Research & Papers

Verifiable Transformers: solver-checkable circuit explanations for AI

New framework turns opaque neural circuits into formal, provable claims using SMT solvers.

Deep Dive

Mechanistic interpretability often identifies circuits inside Transformer models, but explanations are typically validated through examples and ablations—leaving a gap between plausible circuits and proven understanding. Neel Somani's new paper, 'Towards Verifiable Transformers: Solver-Checkable Circuit Explanations', introduces a framework that bridges this gap by converting task-localized circuits into bounded, formal claims that can be verified or refuted using SMT (Satisfiability Modulo Theories) solvers. The approach works by extracting a task circuit given a behavior, finite domain, and candidate-token projection, then encoding it directly into an SMT solver.

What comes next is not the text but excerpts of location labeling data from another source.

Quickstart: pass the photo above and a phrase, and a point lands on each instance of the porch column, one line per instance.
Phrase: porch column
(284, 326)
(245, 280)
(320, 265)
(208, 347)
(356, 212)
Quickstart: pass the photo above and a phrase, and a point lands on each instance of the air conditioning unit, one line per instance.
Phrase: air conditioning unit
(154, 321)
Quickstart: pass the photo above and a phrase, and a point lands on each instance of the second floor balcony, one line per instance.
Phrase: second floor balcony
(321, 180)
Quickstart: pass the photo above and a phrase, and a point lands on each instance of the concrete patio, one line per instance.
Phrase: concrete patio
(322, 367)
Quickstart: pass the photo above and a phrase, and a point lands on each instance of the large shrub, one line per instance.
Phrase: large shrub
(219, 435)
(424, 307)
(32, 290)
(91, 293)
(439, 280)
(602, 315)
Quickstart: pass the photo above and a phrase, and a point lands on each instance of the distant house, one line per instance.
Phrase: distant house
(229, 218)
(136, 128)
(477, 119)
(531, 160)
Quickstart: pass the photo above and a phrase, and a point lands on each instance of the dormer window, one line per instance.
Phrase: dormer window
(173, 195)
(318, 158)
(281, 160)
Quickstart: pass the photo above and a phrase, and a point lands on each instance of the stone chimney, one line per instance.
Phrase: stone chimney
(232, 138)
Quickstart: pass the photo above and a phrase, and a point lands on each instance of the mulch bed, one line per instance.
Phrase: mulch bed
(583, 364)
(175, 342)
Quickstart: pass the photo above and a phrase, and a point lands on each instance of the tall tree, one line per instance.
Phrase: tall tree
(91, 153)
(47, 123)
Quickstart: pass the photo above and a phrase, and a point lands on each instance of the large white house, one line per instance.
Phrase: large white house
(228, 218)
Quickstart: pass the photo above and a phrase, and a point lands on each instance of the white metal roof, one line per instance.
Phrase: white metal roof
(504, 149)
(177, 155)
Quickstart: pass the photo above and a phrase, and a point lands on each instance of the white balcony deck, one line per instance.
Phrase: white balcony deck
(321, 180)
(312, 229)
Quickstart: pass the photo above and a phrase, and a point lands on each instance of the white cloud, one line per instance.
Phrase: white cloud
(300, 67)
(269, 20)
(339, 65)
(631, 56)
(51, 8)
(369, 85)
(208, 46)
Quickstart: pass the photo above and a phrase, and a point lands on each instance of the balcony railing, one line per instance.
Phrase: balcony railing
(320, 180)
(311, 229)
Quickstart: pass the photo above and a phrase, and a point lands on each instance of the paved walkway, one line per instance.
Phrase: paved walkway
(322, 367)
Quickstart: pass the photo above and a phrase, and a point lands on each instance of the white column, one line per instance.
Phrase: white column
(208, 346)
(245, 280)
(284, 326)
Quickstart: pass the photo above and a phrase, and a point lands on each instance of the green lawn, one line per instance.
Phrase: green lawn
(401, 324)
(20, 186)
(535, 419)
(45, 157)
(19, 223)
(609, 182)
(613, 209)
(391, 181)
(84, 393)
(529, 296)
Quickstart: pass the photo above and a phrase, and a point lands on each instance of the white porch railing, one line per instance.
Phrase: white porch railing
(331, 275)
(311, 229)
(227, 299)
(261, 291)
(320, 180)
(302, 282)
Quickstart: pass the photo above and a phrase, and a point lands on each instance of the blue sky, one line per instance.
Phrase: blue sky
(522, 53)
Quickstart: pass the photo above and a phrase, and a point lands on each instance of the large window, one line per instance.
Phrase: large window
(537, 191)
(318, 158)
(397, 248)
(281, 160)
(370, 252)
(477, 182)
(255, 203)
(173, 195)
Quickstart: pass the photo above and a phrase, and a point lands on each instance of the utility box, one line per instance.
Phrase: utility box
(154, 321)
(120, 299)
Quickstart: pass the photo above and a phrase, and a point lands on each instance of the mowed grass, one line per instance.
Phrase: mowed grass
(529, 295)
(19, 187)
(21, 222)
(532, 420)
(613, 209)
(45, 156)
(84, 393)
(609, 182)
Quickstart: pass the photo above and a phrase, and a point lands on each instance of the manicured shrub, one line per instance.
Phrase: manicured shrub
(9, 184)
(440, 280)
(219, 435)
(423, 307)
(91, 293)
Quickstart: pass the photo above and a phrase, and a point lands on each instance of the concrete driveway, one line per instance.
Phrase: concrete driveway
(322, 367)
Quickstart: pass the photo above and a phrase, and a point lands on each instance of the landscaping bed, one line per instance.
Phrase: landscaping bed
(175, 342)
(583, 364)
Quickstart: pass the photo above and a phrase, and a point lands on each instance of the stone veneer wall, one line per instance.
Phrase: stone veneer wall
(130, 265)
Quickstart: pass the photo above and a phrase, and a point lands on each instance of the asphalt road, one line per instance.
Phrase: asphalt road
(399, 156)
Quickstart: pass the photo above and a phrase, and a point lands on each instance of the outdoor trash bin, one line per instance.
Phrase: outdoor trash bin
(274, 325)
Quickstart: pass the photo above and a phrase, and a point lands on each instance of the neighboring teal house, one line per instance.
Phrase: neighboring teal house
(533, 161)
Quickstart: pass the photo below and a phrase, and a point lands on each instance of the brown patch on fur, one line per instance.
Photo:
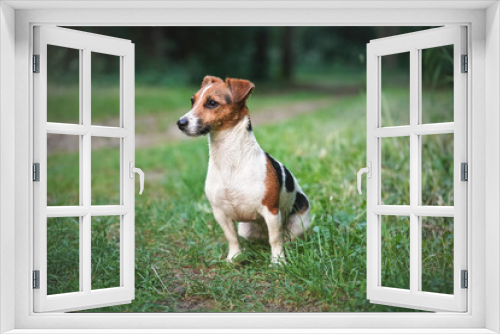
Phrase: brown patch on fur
(271, 198)
(210, 80)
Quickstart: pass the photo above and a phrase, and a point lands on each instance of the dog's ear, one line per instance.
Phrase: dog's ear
(240, 89)
(210, 80)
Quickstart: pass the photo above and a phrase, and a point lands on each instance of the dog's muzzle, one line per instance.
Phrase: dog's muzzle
(182, 123)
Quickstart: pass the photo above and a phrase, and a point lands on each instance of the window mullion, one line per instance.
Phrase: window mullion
(86, 267)
(414, 172)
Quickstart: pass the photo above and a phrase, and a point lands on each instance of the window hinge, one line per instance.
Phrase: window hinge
(465, 279)
(36, 279)
(36, 172)
(465, 64)
(36, 63)
(464, 168)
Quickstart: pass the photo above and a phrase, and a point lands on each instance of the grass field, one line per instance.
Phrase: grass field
(180, 249)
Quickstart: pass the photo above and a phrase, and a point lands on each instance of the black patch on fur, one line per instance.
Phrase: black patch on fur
(301, 203)
(277, 169)
(289, 184)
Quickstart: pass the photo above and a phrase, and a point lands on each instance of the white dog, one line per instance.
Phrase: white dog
(244, 184)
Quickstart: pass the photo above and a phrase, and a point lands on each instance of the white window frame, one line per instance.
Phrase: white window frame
(414, 43)
(123, 50)
(483, 21)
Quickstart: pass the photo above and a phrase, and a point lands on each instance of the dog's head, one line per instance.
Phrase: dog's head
(217, 106)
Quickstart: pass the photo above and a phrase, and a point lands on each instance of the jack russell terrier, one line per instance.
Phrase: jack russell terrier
(244, 184)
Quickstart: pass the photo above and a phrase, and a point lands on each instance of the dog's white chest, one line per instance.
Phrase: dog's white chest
(237, 186)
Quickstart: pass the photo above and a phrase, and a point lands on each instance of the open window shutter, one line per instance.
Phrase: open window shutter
(412, 215)
(82, 216)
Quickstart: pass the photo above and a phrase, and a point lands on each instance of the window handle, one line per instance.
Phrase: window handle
(141, 175)
(368, 171)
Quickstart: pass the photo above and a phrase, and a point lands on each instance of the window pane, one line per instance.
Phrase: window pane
(437, 169)
(395, 170)
(105, 89)
(63, 85)
(437, 84)
(395, 89)
(63, 170)
(105, 171)
(105, 252)
(437, 254)
(395, 251)
(63, 255)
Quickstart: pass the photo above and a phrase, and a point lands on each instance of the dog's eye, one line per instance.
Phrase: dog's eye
(212, 104)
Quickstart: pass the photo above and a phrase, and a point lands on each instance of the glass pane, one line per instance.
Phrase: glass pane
(437, 169)
(395, 251)
(395, 170)
(105, 171)
(63, 170)
(105, 252)
(437, 84)
(395, 89)
(63, 255)
(105, 89)
(437, 254)
(63, 85)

For circuits with operators that aren't tractably encodable, a surrogate-mediated method fits an SMT-encodable surrogate, validates it over the bounded domain, and verifies symbolic explanations against it.

Somani instantiates direct verification with a GPT-style architecture using Signed L1 BandNorm, sparsemax attention, and LeakyReLU. On small symbolic sequence tasks (e.g., quote closing, bracket type tracking), the framework exhaustively verifies properties like projected functional equivalence, content invariance, edge necessity, and final-residual robustness. At GPT-2 scale, the same operator stack trains stably on OpenWebText, but naive direct SMT verification is intractable. Instead, surrogate-mediated verification is demonstrated on task-localized circuits with hard-to-encode attention, yielding both verified symbolic explanations and solver-generated counterexamples. The paper emphasizes that the goal isn't full-model verification, but a concrete path to turn mechanistic circuit explanations into formal propositions that can be proven or refuted—a key step for trustworthy AI.

Key Points
  • Introduces direct SMT encoding for Transformer circuits with sparsemax attention and LeakyReLU; exhaustively verified on small symbolic tasks.
  • Surrogate-mediated verification scales to GPT-2-sized models by fitting an SMT-encodable surrogate validated over bounded domains.
  • Properties verified include functional equivalence, edge necessity, content invariance, and final-residual robustness—with solver-generated counterexamples when claims fail.

Why It Matters

Transforms vague mechanistic interpretability into formal, provable claims—critical for auditing and trusting AI systems in production.